I have a complex task that I need to complete. It worked well before since there was only one file but this is now changing. Each file has one long row that is first bulk inserted into a staging table. From here I'm supposed to save the file name into another table and then insert the the broken up parts of the staging table data. This is not the problem. We might have just one file or even multiple files to load at once. What needs to happen is this:
The first SSIS task is a script task that does some checks. The second task prepares the file list.
The staging table is truncated.
The third task is currently a Foreach loop container task that uses the files from the file list and processes it:
File is loaded into table using Bulk Insert task.
The file name needs to be passed as a variable to the next process. This was done with a C# task before but it is now a bit more complex since there could be more than one file and each file name needs to be saved separately.
The last task is a SQL task that executes a stored procedure with the file name as input variable.
My problem is that before it was only one file. This was easy enough. What would the best way be to go about it now?
In Data Flow Task which imports your file create a derrived column. Populate it with system variable value of filename. Load filename into the same table.
Use a Execute SQL task to retrieve distinc list of filenames into a recordset (Object type variable).
Use For Each Loop container to loop through the recordset. Place your code inside the container. Code will recieve filename from the loop as a value of a variable and process the file.

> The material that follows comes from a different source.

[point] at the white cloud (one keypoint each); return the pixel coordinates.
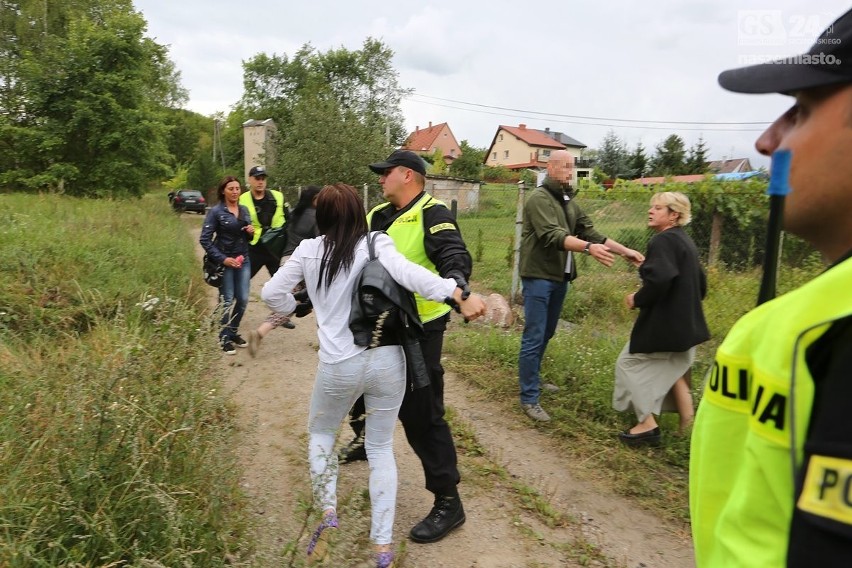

Use Execute SQL task in For Each Loop container to call SP. Pass filename as a parameter like:
Exec sp_MyCode param1, param2, ?
Where ? will pass filename INPUT as a string
EDIT
To make Flat File Connection to pick up the file specified by a variable - use Connection String property of the Flat File Connection
Select FF Connection, right click and select Properties
Click on empty field for Expressions and then click ellipsis that appears. With Expressions you can define every property of the object listed there using variables. Many objects in SSIS can have Expressions specified.
Add an Expression, select Connection String Property and define an expression with absolute path to the file (just to be on a safe side, it can be a UNC path too).
All the above can be accomplished using C# code in the script task itself. You can loop through all the files one by one and for each file :
1. Bulk Copy the data to the staging
2. Insert the filename to the other table
You can modify the logic as per your requirement and desired execution flow.
Add a colunm to your staging table - FileName
Capture the filename in a SSIS Variable (using expressions) then run something like this each loop:
UPDATE StagingTable SET FileName=? WHERE FileName IS NULL
Why are you messing about with C#? From your description it's totally unnecessary.